Education
Staff | May 9, 2023
OCPA recognized for journalistic excellence
Staff
The Oklahoma Council of Public Affairs has been named a finalist in the “general news single story” category of the recent eight-state Great Plains Journalism Awards competition, a designation of journalistic excellence.
A news article by Ray Carter, director of OCPA’s Center for Independent Journalism, was named a finalist, placing it among the top four entries submitted by outlets from across the eight states, in the “general news single story” category.
The associated judges’ comments declared the article, “Oklahoma schools ignoring long-term staff abuse of students,” to be “a well-researched indictment on school officials and lawmakers who continue to turn a blind eye to widespread sexual abuse of students in Oklahoma schools.”
“OCPA founded its Center for Independent Journalism to provide Oklahomans with fact-based news coverage on important issues that are often overlooked by other outlets,” said Jonathan Small, president of the Oklahoma Council of Public Affairs. “We knew there was a void in the marketplace, knew there was an audience starved for our style of coverage, and knew we could address that shortfall with quality journalism. The results of the Great Plains Journalism Awards are just the latest validation that we are achieving our goals in this arena.”

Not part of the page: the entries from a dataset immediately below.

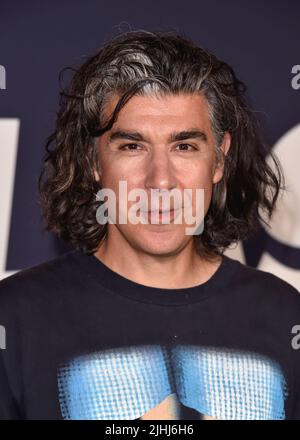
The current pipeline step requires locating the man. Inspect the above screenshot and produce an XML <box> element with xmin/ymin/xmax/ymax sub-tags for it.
<box><xmin>0</xmin><ymin>31</ymin><xmax>300</xmax><ymax>420</ymax></box>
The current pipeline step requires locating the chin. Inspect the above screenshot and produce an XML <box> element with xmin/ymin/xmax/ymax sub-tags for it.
<box><xmin>134</xmin><ymin>231</ymin><xmax>186</xmax><ymax>255</ymax></box>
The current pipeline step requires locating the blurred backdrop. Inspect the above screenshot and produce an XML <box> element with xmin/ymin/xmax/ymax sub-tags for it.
<box><xmin>0</xmin><ymin>0</ymin><xmax>300</xmax><ymax>290</ymax></box>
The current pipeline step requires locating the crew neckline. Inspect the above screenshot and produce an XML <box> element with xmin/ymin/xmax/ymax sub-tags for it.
<box><xmin>71</xmin><ymin>250</ymin><xmax>238</xmax><ymax>306</ymax></box>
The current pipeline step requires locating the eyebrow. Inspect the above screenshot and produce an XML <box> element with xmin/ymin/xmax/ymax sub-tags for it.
<box><xmin>109</xmin><ymin>129</ymin><xmax>207</xmax><ymax>142</ymax></box>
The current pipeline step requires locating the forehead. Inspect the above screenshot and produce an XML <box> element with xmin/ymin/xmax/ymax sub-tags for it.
<box><xmin>105</xmin><ymin>92</ymin><xmax>211</xmax><ymax>131</ymax></box>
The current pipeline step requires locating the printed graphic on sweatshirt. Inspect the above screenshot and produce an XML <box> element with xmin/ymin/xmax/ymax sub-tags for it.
<box><xmin>58</xmin><ymin>345</ymin><xmax>287</xmax><ymax>420</ymax></box>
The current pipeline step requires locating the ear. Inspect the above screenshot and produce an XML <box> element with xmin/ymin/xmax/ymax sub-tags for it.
<box><xmin>213</xmin><ymin>132</ymin><xmax>231</xmax><ymax>183</ymax></box>
<box><xmin>94</xmin><ymin>169</ymin><xmax>101</xmax><ymax>182</ymax></box>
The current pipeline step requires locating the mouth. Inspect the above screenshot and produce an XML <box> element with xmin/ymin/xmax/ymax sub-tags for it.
<box><xmin>142</xmin><ymin>208</ymin><xmax>180</xmax><ymax>223</ymax></box>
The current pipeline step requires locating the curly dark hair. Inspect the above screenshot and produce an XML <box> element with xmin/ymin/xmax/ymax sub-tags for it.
<box><xmin>38</xmin><ymin>30</ymin><xmax>283</xmax><ymax>257</ymax></box>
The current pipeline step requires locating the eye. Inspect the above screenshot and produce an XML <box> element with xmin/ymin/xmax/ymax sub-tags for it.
<box><xmin>177</xmin><ymin>144</ymin><xmax>196</xmax><ymax>151</ymax></box>
<box><xmin>120</xmin><ymin>144</ymin><xmax>140</xmax><ymax>151</ymax></box>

Entries in the Great Plains Journalism Awards competition come from news entities in eight states: Oklahoma, Arkansas, Kansas, Missouri, Nebraska, Iowa, North Dakota, and South Dakota.
The competition has multiple award categories in three broad areas: journalism, television/broadcast, and magazine publications.
The competition had five categories in the journalism section that would include written articles focused on state politics and policy like those typically produced by OCPA. Those categories are news package, project/investigative reporting, general news single story, general news continuing coverage, and beat reporting.
OCPA was the only entity named a winner or finalist in the “general news single story” category that was an Oklahoma-based or Oklahoma-focused news entity. In addition to OCPA, the other two finalists were based in Nebraska, while the category winner was a national outlet whose focus includes the Great Plains area.
Overall, there were 18 entries recognized as winners or finalists in the five aforementioned categories. OCPA was one of only three Oklahoma entities among the 18 finalists and winners in those five categories.
This is not Carter’s first journalism award. While serving as a beat reporter and senior Capitol reporter for The Journal Record, he received 12 Carl Rogan Awards in four years—including awards for investigative reporting, general news reporting, feature writing, spot news reporting, business reporting, and sports reporting.